BACKGROUND: Prostate cancer is one of the most common malignant tumors among men worldwide, and current treatments still face many challenges. Therefore, researchers are continuously seeking new therapeutic methods to improve treatment efficacy and reduce side effects. Phenylacetylglutamine (PAGln), a common metabolite of the gut microbiota, has been reported to have anti-inflammatory and anti-tumor activities. METHODS: We assessed the impact of PAGln on prostate cancer using in vitro and in vivo models. Cell proliferation, migration, and invasion capabilities were evaluated through CCK8, EdU incorporation, and colony formation assays, as well as wound healing and Transwell assays. The in vivo anti-cancer effects of PAGln were evaluated using a BALB/c nude mouse xenograft model of prostate cancer and a lung metastatic tumor model established via tail vein injection. Molecular mechanisms were investigated through qRT-PCR and Western blot analysis. RESULTS: PAGln inhibited the proliferation, migration, and invasion of prostate cancer (PCa) cells in vitro and suppressed the growth of prostate cancer in vivo. PAGln notably increased the mRNA levels of CCNG2 in PCa cells.
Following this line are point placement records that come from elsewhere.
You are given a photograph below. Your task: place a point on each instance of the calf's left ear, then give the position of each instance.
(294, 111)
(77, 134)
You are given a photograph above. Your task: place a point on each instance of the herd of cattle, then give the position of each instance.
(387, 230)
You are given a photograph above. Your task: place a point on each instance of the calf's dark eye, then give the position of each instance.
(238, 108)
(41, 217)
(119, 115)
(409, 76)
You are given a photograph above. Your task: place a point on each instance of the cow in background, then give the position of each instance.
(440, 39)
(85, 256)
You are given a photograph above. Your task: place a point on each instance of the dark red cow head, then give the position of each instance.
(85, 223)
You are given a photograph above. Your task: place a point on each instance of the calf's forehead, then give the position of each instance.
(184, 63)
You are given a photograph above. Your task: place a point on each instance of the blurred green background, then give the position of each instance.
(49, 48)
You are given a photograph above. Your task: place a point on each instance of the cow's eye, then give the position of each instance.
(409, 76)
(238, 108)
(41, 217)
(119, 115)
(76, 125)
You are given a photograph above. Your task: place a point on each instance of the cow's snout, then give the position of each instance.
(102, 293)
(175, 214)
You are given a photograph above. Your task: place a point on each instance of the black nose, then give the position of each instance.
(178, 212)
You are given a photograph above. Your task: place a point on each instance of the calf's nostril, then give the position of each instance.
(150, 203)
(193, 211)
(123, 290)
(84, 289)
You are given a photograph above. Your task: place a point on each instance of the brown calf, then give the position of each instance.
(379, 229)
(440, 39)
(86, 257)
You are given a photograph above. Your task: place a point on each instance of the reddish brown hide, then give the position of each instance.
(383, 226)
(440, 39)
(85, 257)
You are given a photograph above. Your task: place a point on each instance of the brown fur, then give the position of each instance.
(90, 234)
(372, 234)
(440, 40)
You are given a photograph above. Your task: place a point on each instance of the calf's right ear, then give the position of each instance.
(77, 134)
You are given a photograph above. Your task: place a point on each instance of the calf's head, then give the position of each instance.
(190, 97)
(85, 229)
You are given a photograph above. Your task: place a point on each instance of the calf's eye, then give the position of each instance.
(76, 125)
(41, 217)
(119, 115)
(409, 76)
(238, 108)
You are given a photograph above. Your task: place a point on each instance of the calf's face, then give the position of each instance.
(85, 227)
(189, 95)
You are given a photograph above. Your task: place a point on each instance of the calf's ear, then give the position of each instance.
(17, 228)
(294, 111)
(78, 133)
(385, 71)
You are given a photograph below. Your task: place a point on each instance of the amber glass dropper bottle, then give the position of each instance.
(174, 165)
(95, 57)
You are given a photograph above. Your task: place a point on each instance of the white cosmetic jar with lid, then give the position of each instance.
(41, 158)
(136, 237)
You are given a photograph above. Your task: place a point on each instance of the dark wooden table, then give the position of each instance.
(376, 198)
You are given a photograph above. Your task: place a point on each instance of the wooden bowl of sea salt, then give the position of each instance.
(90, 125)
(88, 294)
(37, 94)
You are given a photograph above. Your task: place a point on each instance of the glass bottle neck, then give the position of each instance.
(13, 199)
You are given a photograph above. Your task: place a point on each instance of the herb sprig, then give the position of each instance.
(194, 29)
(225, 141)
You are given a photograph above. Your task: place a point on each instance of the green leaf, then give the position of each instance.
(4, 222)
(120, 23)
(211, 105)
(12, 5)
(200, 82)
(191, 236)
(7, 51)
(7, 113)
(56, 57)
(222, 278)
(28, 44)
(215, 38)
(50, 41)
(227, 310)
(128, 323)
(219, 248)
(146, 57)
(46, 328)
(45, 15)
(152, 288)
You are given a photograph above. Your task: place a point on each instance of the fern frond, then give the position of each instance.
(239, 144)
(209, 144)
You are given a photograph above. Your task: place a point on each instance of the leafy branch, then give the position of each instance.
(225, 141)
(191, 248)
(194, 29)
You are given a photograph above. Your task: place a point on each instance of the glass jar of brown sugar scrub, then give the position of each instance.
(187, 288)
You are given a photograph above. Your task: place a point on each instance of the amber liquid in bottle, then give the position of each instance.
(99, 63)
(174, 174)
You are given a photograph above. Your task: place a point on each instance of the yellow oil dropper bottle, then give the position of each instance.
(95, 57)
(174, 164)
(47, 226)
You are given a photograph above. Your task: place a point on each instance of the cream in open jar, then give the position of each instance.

Importantly, the knockdown of CCNG2 weakened the effects of PAGln on PCa cells. Mechanistic studies revealed that PAGln could promote the phosphorylation of β-catenin by upregulating CCNG2, thereby inhibiting the Wnt/β-catenin signaling pathway. CONCLUSION: In summary, PAGln can effectively inhibit the proliferation, migration, and invasion of PCa by upregulating CCNG2 and suppressing the Wnt/β-catenin signaling pathway. These findings suggest that PAGln may serve as a promising therapeutic agent for prostate cancer.